Oleh: Muhammad Madarik*

PENDAHULUAN

Secara garis besar organisasi mahasiswa terbagi menjadi dua, yaitu Organisasi Mahasiswa Ekstra (Omek) dan Organisasi Mahasiswa Intra (Omik). Sebagaimana pembagiannya, ekstra merupakan kumpulan anak-anak mahasiswa yang lebih banyak berkecimpung di pergerakan ranah publik, meskipun arah pengembangan untuk mahasiswa tetap dijamah. Sedangkan intera lebih fokus kepada keikutsertaan mengembangkan kampus lewat peningkatan kreatifitas mahasiswa.

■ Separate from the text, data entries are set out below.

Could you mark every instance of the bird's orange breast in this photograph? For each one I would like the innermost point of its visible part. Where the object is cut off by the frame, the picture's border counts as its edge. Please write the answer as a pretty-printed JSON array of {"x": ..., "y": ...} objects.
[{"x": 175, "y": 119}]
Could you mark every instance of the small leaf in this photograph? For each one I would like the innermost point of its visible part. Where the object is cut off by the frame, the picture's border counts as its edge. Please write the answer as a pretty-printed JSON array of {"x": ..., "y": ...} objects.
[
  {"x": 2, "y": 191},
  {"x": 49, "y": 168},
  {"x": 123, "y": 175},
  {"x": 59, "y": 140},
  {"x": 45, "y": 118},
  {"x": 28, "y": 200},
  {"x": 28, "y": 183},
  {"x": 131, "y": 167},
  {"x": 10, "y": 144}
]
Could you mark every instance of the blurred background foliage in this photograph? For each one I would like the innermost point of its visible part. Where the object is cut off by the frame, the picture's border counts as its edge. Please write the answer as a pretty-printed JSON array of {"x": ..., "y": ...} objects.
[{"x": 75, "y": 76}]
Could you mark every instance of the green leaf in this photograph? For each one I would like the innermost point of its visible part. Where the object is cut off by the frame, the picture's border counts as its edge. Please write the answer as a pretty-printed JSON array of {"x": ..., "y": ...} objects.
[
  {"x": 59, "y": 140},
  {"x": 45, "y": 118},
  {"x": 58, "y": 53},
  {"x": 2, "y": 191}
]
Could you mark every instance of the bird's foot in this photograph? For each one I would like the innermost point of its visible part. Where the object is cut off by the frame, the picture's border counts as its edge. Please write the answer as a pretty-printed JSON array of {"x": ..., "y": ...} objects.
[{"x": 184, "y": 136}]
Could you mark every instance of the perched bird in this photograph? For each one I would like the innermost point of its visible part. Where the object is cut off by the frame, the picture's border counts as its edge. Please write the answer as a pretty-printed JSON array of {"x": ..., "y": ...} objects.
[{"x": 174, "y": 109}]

Di lingkungan IAI Al-Qolam Gondanglegi sekarang ini hanya bercokol dua wadah berserikat bagi mahasiswa diluar kampus, yakni PMII (Pergerakan Mahasiswa Islam Indonesia) dan GMNI (Gerakan Mahasiswa Nasional Indonesia). Dengan segala dinamika perkembangan organisasinya, kedua tempat pergerakan mahasiswa itu tetap eksis di perguruan tinggi Malang selatan tersebut hingga kini.

Dalam konteks organisasi diluar kampus inilah yang sengaja dicoba untuk disorot oleh penulis dari aspek kiprah dan tingkat rivalitas yang dipertunjukkan selama ini. Penting hal ini di angkat ke permukaan, agar geliat masing-masing benar-benar mewarnai kehidupan mahasiswa Al-Qolam untuk selanjutnya benturan kepentingannya yang dimainkan oleh keduanya "asyik" untuk ditonton.

PANGGUNG TAK BERTUAH

Organisasi Ekstra yang wujudnya merupakan bayangan kampus, dalam cermatan penulis seakan menjelma bagai sebuah busur yang diancang menembak sasaran. Sementara ideologi yang pancang digambarkan sebagai anak panah yang harus dilepaskan menuju titik sasaran. Di sini mahasiswa aktivis dituntut memiliki tingkat kepekaan dan kejelian yang tinggi kapan harus melepas dan dimana dapat menahan anak panah.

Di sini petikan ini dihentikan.